After a major dip in the last few years, the real estate sector kept a sturdy development in 2014. Lorraine Bangera speaks with industry experts who forecast the industry’s potential in the upcoming year keeping possible growth barriers in mind
After highs and lows the property sector is finally going to remain stable. Tasweek, real estate development and marketing firm, predicts that despite global challenges the real estate market will remain attractive this year. According to the firm, positive microeconomic, regulatory and population factors continue to drive the growth across the country.
Simon Gray, Managing Director at Chestertons MENA, says that the real estate market has evolved considerably in the UAE. He says this bearing in mind all market participants, particularly the buyers who are more informed and aware now.
Terry Tommason, Head of Property and Social Infrastructure at EC Harris, says, “The UAE real estate residential market is reaching a high point and we are expecting a cooling off in 2015.”
Pointing out Jones Lang LaSalle recent report stating a 10% price reduction this year, Tommason says he sees this as a realistic projection. He says, “The rapid price rise and increased supply to the market in 2014 has driven the cool down but this should not be seen as a fundamental problem and more part of a natural cycle of a maturing real estate market.”
Gray adds, “The legislative infrastructure has also been enhanced which only allows credible developers to take projects reducing risk of project cancellations. In terms of industry cycle the market seems to be entering a stable growth phase.”
Tommason says, “As the UAE has developed, where once end users would tolerate poor roads and incomplete utilities, they now demand completed, accessible and operational developments. They now have that choice and that is a positive development for the UAE.”
For example, he says, even though Abu Dhabi and Dubai are prime areas, resort style developments are seeing a significant increase in emirates such as Fujairah and Ras Al Khaimah.
Gray says that even though emirates such as Ajman and Fujairah have seen increased interest, their growth will also depend upon banks’ willingness to extend mortgage.
However when considering the UAE as a whole, it is certainly doing well. A major factor that helped stabilize the sector is Dubai winning the Expo 2020. According to Gray, Expo 2020 is being perceived as a key event for the country and a stepping stone to other more large scale events in the future.
Tommason suggests that the impact so far has been limited. However, he agrees that the Expo 2020 master plan, due to be submitted in Q3 of 2015, will increase development activity in due time. He says, “The Expo 2020 site in isolation will be well within the delivery capabilities of the existing supply chain to handle and the issue is more around the large number of projects which are coming to the delivery stage at the same time both in Dubai, across the UAE and also the wider region.”
“Luxury real estate”, he says, “forms one segment of the normal profile of a maturing residential market and country. It could be argued that previously there was an oversupply of high-end residences and a lack of choice in the mid to lower end bracket. The re-balance with more supply in the mid- priced bracket giving more consumer choice is one of the factors that has provided stronger fundamentals to the Dubai market.
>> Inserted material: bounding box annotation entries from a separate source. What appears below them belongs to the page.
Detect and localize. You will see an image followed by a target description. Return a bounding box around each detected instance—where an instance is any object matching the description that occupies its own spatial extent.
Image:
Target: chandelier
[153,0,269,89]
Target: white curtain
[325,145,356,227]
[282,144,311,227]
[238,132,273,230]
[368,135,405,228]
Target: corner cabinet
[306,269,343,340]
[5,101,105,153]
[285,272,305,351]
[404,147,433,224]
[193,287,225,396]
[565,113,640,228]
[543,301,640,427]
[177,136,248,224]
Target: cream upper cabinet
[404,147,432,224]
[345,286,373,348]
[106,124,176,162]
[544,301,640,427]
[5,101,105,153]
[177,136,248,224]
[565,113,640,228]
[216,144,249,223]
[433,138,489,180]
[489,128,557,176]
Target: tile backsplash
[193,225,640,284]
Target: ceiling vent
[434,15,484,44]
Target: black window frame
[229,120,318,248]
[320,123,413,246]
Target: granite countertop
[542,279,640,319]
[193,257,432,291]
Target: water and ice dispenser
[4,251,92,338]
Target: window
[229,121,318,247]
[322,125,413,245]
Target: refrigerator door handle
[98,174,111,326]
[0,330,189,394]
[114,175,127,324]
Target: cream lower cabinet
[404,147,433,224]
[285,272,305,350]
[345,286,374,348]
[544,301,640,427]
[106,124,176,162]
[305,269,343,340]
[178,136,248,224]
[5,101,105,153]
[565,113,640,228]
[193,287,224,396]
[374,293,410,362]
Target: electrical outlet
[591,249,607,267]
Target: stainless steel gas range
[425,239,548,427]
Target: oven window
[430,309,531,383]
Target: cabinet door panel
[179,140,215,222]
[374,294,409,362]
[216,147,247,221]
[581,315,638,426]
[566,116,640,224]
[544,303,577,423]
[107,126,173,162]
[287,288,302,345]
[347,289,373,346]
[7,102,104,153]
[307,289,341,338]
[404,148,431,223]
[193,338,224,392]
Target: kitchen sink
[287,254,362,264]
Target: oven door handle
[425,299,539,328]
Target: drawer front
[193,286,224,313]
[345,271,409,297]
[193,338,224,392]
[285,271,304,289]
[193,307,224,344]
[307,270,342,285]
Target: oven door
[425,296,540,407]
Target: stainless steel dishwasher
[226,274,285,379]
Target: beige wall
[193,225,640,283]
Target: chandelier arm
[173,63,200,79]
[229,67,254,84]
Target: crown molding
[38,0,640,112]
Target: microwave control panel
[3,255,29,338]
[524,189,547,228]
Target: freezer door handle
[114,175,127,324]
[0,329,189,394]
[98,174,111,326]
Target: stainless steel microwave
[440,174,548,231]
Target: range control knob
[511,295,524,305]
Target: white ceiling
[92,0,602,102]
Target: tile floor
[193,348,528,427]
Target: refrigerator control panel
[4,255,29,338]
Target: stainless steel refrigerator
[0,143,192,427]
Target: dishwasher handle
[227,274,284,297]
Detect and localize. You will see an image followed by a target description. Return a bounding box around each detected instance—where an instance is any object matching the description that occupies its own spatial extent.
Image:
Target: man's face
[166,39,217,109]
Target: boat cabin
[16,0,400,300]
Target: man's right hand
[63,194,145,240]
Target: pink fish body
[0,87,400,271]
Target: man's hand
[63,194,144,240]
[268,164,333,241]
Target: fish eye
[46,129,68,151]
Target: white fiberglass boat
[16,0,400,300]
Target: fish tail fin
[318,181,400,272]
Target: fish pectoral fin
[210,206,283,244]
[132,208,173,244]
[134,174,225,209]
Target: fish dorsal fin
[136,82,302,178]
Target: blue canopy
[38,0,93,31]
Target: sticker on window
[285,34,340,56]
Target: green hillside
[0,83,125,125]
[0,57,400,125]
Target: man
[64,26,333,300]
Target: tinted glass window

There still remains further appetite at the true ‘affordable’ end of the market and we are seeing a number of developers looking at solutions for this.”
Gray agrees and says that the luxury real estate has definitely made property attractive to international buyers and therefore has helped to attract foreign investment in the country. “However,” he adds, “a downside of this phenomenon has been lack of affordable housing in the country.”
Affordable housing has been a key trend in the market, especially with the country rapidly growing in number. The population of the country reached 9.9 million last year compared to 3.6 million in 2004. Tommason says, that the country’s population is one of the world’s highest population growth rates, increasing at approximately 7.6 percent per year.
He says, “The drastic population increase in 2014, drives further growth across various outputs such as property and infrastructure projects to name a few.”
Along with population growth, low oil prices is another factor that has needs to be considered in the property sector. Gray says, “Low oil prices have added a new dimension to future performance of property market. Lower oil prices could impact the economy and add pressure to the property industry if they persist for the long-term.”
Tommason says, “We do not at this stage see any slowing in developments in the property industry. It is very difficult to predict the future trending of the oil price in the region and the impact that any protracted volatility will have on the market.”
He adds that if the trend continues it will certainly reduce demand for resources and materials in the region which, will to some degree, suppress the rate of construction cost inflation.
Currently investment on social infrastructure, economic diversification investment and event-driven construction are three key trends positively influencing construction spend in the region according to Tommason. He says, “Whilst UAE is the second most expensive regionally, it is a relatively small market when compared to others on the rankings a currencies whereby market constraints are driving inflation and price movements.”
Gray says that higher construction costs are a key concern for developers in the UAE, particularly for affordable housing projects that have been planned.
He says, “High construction makes the economics for affordable housing unviable. This has also been a reason for cancellation of many projects which were rendered unprofitable as construction costs jumped in 2007/2008.”